Operating cash flow and free cash flow both improved significantly versus the prior quarter and the year-ago quarter. The free cash flow margin turned positive from negative a year earlier.
- Revenue increased while operating cash flow rose at a faster pace, leading to a higher free cash flow margin. Capital expenditure was slightly lower than the prior quarter, further supporting free cash flow conversion.
- Compared to the prior quarter, revenue, operating cash flow, and free cash flow were all higher, with free cash flow margin improving from near zero. Versus the same quarter last year, all metrics strengthened, and free cash flow turned from negative to positive.
FCF snapshot
Quarterly and TTM cash-flow metrics with the minimum valuation context.
TTM free cash flow
-$73.0M
Trailing twelve-month free cash flow.
Quarter free cash flow
$1.1B
Free cash flow in the selected fiscal quarter.
Operating cash flow
$1.8B
Cash generated by operations before capital spending.
CapEx
$739.0M
Capital spending and related asset purchases.
FCF margin
29.2%
The share of revenue converted into free cash flow.
Cash flow trend
A short quarterly history shows whether FCF is scaling with revenue or only spiking for one period.
| Period | Revenue | Operating CF | CapEx | FCF | FCF margin |
|---|---|---|---|---|---|
| 2022-06-30 | $2.1B | -$116.0M | $605.0M | -$721.0M | -34.7% |
| 2022-09-30 | $2.3B | $345.0M | $797.0M | -$452.0M | -19.9% |
| 2022-12-31 | $3.1B | $802.0M | $800.0M | $2.0M | 0.1% |
| 2023-03-31 | $3.8B | $1.8B | $739.0M | $1.1B | 29.2% |
Cash conversion quality
Checks that separate high-quality free cash flow from accounting noise or working-capital timing.
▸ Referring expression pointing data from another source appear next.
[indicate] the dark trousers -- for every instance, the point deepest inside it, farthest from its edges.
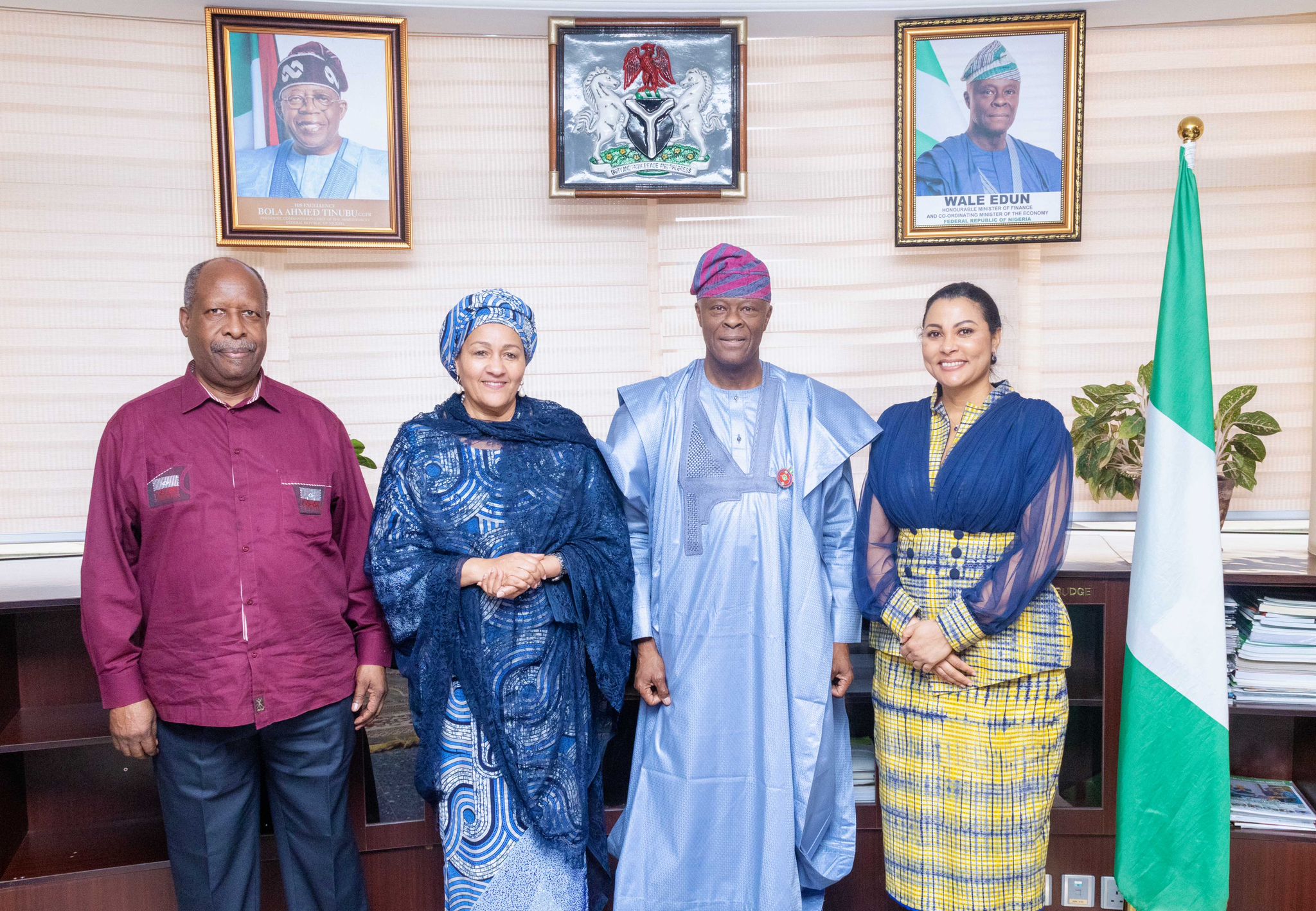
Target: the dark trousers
(209, 784)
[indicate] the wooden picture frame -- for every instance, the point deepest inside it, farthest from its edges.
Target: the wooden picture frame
(648, 107)
(990, 129)
(308, 129)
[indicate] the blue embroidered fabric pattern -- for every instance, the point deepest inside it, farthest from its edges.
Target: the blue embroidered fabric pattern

| FCF / net income | 85.3% | Shows whether accounting earnings convert into cash. |
| CapEx / revenue | 19.7% | Lower capital intensity usually supports FCF margin. |
| Net cash | -$17.8B | Cash and equivalents minus total debt. |
Recent events shaping cash flow
Near-term business events that help explain the free cash flow result.
Operating Cash Flow Strength
Operating cash flow was substantially higher than both the prior quarter and the year-ago quarter, outpacing revenue growth. This was the strongest observable driver of the free cash flow improvement.
The increase in operating cash flow directly lifted free cash flow and the free cash flow margin to positive territory.
What the cash flow says
How to interpret the company's free cash flow beyond the headline number.
Revenue increased while operating cash flow rose at a faster pace, leading to a higher free cash flow margin. Capital expenditure was slightly lower than the prior quarter, further supporting free cash flow conversion.
Compared to the prior quarter, revenue, operating cash flow, and free cash flow were all higher, with free cash flow margin improving from near zero. Versus the same quarter last year, all metrics strengthened, and free cash flow turned from negative to positive.
Monitor whether operating cash flow can sustain its elevated level relative to revenue in subsequent quarters.